Entertainment

INTERVIEW WITH A VAMPIRE

You expect Bill Compton (sorry Stephen Moyer) to speak in a soft 19th century Southern drawl. To be slightly stiff, pale, preoccupied. Instead, on meeting him, you find yourself in the presence of an East End Essex boy.

English in the Guy Ritchie sense of the word. With freckles and flirty chatter about his spaniel collie cross Splash and kids (from two different mothers) Billy, 9, and Lilac, 7.

He’s so at ease, it’s hard to believe he and co-star Anna Paquin, are the hottest television couple on TV.

It’s not just the 200-ft. “True Blood” billboards on Sunset Boulevard, but the fact that the season two opener trumped all HBO’s ratings, bar the finale of “The Sopranos.” This is not only due to a strong marketing push, but down to the sexual chemistry between Compton and Sookie Stackhouse (Paquin).
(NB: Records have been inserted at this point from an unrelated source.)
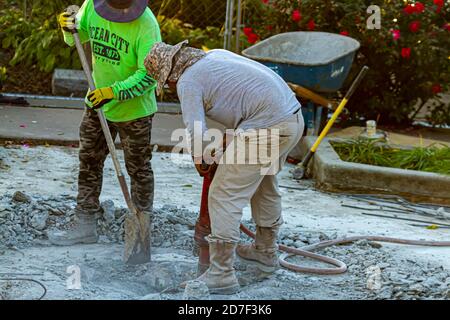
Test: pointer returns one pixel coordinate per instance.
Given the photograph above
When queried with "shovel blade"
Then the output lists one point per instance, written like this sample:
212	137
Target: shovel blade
137	239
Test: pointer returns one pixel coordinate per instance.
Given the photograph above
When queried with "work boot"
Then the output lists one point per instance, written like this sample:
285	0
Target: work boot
220	278
263	252
82	230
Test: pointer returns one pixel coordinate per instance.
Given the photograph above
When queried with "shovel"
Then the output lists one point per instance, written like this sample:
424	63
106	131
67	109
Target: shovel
137	224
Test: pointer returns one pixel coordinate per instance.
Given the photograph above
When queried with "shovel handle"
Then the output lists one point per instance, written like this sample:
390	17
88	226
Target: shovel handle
105	127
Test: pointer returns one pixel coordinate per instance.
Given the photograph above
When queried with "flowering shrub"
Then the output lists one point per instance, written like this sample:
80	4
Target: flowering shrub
409	56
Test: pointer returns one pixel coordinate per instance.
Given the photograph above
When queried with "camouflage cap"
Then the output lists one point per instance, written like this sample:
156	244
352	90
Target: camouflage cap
167	62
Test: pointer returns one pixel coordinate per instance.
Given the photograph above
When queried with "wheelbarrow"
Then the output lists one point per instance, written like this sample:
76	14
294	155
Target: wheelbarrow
313	63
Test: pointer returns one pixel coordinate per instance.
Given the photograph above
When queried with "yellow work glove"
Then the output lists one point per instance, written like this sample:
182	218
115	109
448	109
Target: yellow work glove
67	21
100	97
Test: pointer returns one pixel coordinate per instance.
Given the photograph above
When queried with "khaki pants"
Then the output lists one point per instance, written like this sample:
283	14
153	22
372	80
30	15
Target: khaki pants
236	185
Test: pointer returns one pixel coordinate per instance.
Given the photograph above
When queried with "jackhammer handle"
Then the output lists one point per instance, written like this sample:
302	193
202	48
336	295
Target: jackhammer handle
105	127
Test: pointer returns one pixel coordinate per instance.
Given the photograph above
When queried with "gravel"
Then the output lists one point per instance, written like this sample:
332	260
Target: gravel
374	271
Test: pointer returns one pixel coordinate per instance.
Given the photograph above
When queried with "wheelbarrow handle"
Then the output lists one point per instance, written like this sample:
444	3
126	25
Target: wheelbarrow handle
357	82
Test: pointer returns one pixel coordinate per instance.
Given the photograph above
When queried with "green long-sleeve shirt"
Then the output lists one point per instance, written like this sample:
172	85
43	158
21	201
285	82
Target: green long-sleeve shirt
118	53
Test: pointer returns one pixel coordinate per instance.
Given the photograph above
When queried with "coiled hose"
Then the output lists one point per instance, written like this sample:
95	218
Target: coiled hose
341	267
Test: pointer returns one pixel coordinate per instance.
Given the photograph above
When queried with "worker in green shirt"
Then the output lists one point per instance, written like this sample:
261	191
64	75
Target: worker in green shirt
121	34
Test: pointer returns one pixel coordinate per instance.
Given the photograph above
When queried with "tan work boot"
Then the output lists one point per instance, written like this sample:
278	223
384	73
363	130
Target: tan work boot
220	277
82	230
263	252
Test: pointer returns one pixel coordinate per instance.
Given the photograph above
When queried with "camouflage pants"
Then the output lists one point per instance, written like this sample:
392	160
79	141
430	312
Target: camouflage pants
135	139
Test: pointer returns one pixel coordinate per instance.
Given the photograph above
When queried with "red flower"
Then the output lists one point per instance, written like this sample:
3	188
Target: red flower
439	4
436	89
296	16
396	34
409	9
414	26
248	31
252	38
406	53
420	7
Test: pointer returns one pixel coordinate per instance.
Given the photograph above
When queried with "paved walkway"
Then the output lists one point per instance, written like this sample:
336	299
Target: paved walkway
61	125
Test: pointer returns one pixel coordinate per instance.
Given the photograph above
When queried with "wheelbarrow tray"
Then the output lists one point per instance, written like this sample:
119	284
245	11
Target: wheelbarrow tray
319	61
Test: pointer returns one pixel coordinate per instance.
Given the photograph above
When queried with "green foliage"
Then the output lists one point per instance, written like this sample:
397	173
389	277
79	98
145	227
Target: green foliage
174	31
430	159
397	86
35	36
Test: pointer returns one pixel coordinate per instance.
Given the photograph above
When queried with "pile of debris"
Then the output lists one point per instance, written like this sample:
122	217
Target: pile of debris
25	220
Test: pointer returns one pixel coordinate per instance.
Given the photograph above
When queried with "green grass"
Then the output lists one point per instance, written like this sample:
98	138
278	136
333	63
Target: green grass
435	158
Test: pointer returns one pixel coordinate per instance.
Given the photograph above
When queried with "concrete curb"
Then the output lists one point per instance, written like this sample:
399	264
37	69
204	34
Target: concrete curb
331	173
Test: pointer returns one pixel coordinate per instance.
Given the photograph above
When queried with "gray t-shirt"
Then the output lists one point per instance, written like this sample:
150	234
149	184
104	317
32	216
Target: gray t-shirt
234	91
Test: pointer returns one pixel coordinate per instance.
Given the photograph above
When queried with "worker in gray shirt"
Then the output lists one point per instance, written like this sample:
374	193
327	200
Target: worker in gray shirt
266	123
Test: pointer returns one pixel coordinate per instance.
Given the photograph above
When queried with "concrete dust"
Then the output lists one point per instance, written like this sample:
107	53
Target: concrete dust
46	181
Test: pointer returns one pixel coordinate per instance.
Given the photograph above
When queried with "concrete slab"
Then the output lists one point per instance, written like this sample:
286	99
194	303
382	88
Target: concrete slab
331	173
61	126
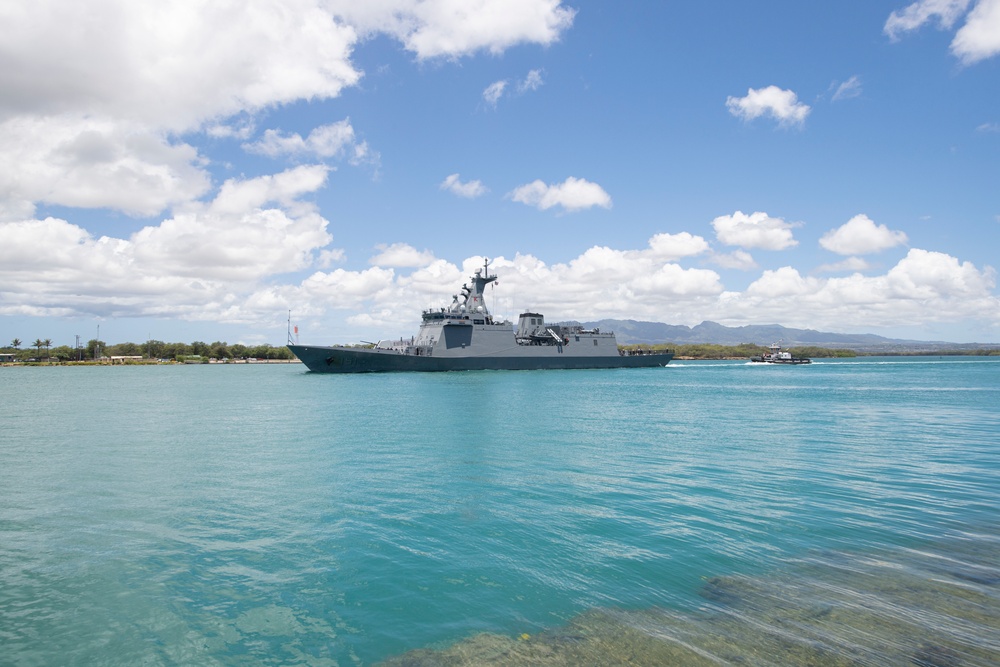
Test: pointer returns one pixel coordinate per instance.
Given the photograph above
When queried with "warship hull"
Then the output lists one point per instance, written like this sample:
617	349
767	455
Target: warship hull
337	359
465	337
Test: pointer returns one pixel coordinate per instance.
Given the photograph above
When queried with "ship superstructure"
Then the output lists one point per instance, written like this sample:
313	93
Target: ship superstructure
465	336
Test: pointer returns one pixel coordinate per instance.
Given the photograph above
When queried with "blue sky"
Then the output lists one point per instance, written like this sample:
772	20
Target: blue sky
194	174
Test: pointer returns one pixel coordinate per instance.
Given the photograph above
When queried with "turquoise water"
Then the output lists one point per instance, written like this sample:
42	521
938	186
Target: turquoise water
846	512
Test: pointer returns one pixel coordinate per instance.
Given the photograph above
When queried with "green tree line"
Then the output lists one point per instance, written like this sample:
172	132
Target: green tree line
42	350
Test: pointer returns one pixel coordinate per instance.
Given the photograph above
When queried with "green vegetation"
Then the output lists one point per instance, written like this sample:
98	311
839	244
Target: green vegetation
97	351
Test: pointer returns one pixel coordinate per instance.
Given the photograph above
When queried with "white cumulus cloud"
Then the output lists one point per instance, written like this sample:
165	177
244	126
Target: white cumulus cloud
782	105
469	189
533	81
757	230
573	194
330	140
96	94
848	89
861	236
915	15
451	28
494	92
401	255
979	37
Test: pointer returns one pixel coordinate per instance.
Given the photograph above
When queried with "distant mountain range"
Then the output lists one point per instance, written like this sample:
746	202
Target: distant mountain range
630	332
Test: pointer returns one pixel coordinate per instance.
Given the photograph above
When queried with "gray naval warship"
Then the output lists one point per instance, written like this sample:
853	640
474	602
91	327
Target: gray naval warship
465	337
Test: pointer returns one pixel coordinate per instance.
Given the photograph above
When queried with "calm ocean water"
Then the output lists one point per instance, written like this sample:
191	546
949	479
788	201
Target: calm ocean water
844	513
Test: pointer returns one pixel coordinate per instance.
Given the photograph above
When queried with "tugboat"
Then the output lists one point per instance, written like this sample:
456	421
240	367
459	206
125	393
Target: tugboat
776	356
464	336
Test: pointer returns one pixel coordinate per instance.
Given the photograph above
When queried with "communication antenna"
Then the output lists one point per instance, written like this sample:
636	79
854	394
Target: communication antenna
291	341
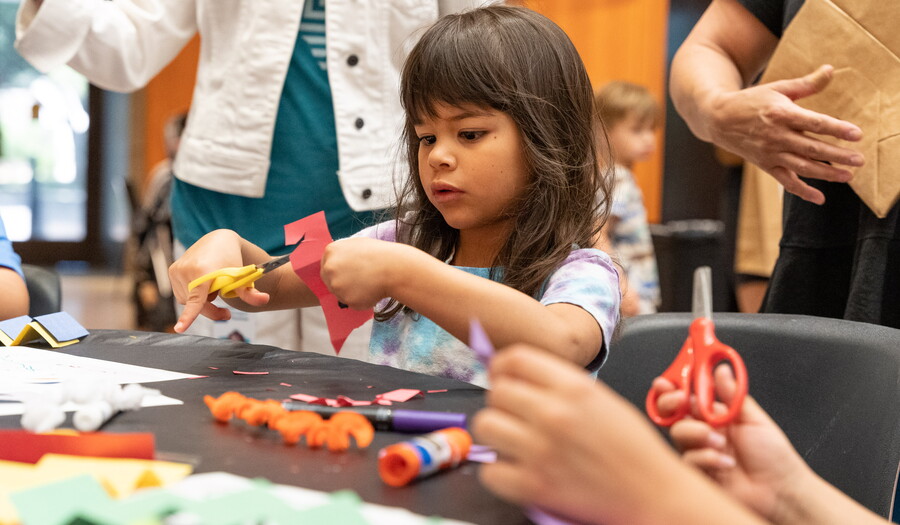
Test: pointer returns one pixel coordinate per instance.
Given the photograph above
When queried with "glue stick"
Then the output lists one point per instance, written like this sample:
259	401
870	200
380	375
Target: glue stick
422	456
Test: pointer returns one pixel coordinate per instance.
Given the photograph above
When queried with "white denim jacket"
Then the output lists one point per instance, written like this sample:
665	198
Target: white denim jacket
246	46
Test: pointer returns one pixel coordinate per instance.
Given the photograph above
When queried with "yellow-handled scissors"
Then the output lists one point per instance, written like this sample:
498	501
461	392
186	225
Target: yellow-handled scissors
227	280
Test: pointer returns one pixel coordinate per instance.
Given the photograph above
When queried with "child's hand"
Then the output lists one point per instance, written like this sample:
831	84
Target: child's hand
750	458
214	251
566	442
358	271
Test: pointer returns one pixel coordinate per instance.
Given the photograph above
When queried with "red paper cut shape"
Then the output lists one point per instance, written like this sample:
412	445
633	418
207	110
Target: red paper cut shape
25	447
306	260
Their chemistry has traveled off-screen, with Moyer, 39, and Paquin, 27, an item for the past two years and this month denying rumors of an engagement.

Truth be told, they are very much together, living in Venice, Los Angeles, committed to a mutual relationship with Stephen’s children and a future that’s filled with Season 3 and potential offspring of their own.

For Moyer, this success is a far cry from being a working British actor with relative renown in the America (“Quills,” “The Starter Wife,” “88 Minutes”).

“True Blood” has shot him into popular consciousness, where many have compared him to his younger competitor, Robert Pattinson from “Twilight,” who Moyer has called “the Slim-Fast, Diet Coke” version of his Compton self.

Sitting down over coffee (he says a good brew is “a work of art”), we bled him dry for a few more juicy morsels.

NYP: Female audiences and readers have embraced stories about vampires with a rabid passion. Are women mobbing you on the streets the way they are Robert Pattinson from “Twilight”?

SM: The interesting thing about “True Blood” is that it’s appeal is not contained to teenage girls. I get stopped in the street and questioned by 70-year-old men whose wives and daughters are making Bloody Marys and throwing “True Blood” parties. Yes, I have teenage fans but nowhere near Pattinson’s standards. I have no idea how I’d handle that. He was hit by a cab the other week in New York, trying to avoid a mob.

NYP: What is it about the sexual energy of Bill that women respond to most?

SM: I think it’s the fact that he is obviously dark, but that he’s also always trying to be a good man, so the tussle of decency is what appeals. Second, I think that women in the modern world are attracted to the courtly manners of the 19th century, a time where men from the upper classes charmed women, but at the same time, men had to be men. This combination of being treated with respect by the man who can overpower you physically, that’s very sexy.

NYP: How do you prepare for the graphic love scenes on “True Blood”?

SM: I do some stretches (like a boxer coming into the ring) then I take off my clothes and put on my flesh coloured sock (which actors wear for sex scenes). What’s great about the sex on the show is that it’s real. We don’t shy away. We show you what’s not been seen before. You know, after sex, it’s usually hot and the covers are off but never on TV. We’ve tried to do away with that.

NYP; What intrigues you about the storylines?

SM: What I love about Bill is that it’s no accident our hero kills as many people in the first season as the murderer. He’s a killer. He can’t help himself. And I like the fact he’s historical. As a Confederate soldier he doesn’t like working on a computer and he keeps hearkening back to period.

He’s also a man who has lost everything; from a war to his family, to his mortality and so he has pathos; his melancholy and yearning are attractive to play. Bill becomes a moral barometer for the show. The drug and sex addicts are human.

NYP: You work closely with Anna Paquin. What can you tell us about Anna that people don’t know?

SM: She’s rubbish without her coffee in the morning, she has never been blonde before this show and she would never go out in the street in Sookie’s skin-tight T-shirts and short-shorts with her bust out.

NYP: How often do you see your children, Lilac and Billy? Do they know you are playing a vampire?

SM: I see them every day on Skype and as soon as this season finishes filming, I’m going back to London to take them both on holiday. Billy is very aware I’m playing a vampire and because he’s called Bill, he thinks the character is named after him (so he finds it very upsetting that he doesn’t get to see it.) Lilac, who hasn’t seen it either, does a very good impression of Kirsten Dunst in “Interview with The Vampire.” She pretends to cry, you say “what’s wrong?” And then she comes at you with her fangs out.

NYP: Are you worried that playing a vampire will typecast you?

SM: No. Bill’s pallor is white, he speaks with a Southern accent, he has dyed black hair — he’s very different from me. And one of the reasons you come to LA and sign on a series for seven years, a huge TV job, is that it opens doors for other projects. I look forward to playing Bill for years to come but I look forward to doing other jobs too. I have to say, though, I did write a thank you card to (“True Blood” creator) Alan Ball, after the pilot, saying I’d be happy to play Bill Compton for the rest of my life!